Their group has publicly assailed the divestment resolution: 'We are deeply distressed by any suggestion that divestment policies of the church relating to Israel should uniquely target that country in ways that do not apply to every other country. ... We must be careful not to attack the economic life of the Israeli people, or to undermine Jewish survival in any way.'

But the criticism of the General Assembly's action went even further: 'We categorically denounce any equation between the Israeli-Palestinian conflict and (the former South African policy of) apartheid.'

Mark Brewer, pastor of the Los Angeles Bel Air Presbyterian Church where President Reagan was a member, was particularly bitter in his criticism: The General Assembly 'fell out of the stupid tree and hit every branch going down. The idea that withholding funds is going to make peace between the Israelis and the Palestinians is ridiculous.'

The PCUSA's Confessing Churches, a group of theologically conservative Presbyterians, is also highly critical of any divestment plans.

The PCUSA has once again used a double standard when it comes to Israel. The Presbyterians Concerned group correctly noted the divestment resolution is 'uniquely' aimed at Israel. Singling out Israel for special punishment is an unfair policy, one that runs counter to the PCUSA's oft-proclaimed attempt to be a genuine voice of Christian conscience and reconciliation.

But controversy within the PCUSA is nothing new. There has been continuing criticism on a host of issues coming from 'grass-roots' members, all aimed at the church's national staff in Louisville, Ky.

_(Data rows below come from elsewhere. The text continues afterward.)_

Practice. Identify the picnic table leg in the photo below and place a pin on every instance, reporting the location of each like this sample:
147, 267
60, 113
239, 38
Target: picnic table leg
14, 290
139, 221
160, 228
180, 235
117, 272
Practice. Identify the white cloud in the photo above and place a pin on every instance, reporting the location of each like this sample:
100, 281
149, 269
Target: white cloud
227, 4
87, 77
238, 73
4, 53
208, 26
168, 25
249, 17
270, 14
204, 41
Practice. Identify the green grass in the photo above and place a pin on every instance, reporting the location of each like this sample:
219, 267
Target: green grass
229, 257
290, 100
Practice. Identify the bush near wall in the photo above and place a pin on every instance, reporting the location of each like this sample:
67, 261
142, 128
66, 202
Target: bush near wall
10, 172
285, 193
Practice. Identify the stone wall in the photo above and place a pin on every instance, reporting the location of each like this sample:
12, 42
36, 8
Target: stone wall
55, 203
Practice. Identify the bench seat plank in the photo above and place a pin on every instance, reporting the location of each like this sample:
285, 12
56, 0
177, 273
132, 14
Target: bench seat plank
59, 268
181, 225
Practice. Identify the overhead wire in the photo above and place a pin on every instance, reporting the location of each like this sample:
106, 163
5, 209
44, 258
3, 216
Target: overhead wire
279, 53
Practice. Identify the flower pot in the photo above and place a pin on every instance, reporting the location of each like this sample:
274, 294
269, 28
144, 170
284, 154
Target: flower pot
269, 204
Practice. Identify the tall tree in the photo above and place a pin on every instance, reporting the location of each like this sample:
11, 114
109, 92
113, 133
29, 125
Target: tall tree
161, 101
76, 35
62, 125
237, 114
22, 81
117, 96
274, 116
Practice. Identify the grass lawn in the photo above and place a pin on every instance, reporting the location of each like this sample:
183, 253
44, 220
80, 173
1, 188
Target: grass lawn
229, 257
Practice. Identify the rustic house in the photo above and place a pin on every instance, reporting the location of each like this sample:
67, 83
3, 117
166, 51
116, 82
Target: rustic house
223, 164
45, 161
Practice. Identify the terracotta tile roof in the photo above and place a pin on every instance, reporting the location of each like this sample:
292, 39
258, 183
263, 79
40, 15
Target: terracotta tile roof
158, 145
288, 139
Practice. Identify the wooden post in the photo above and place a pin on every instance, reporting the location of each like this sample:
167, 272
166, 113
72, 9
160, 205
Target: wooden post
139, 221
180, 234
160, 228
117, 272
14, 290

But the divestment issue has created one of the most heated backlashes to date.

Unfair divestment aimed at Israel should be rescinded and replaced by a balanced PCUSA peace-making effort that does not punish Israel as if the Jewish state were the Middle East conflict's guilty party.

Divestment aimed at Israel alone will discredit the Presbyterian Church and will not hasten peace between Israelis and Palestinians. Those two peoples need something much better than a one-sided divestment strategy from a church that is so painfully and publicly divided.
Rabbi James Rudin, the American Jewish Committee's senior interreligious adviser, is Distinguished Visiting Professor at Saint Leo University.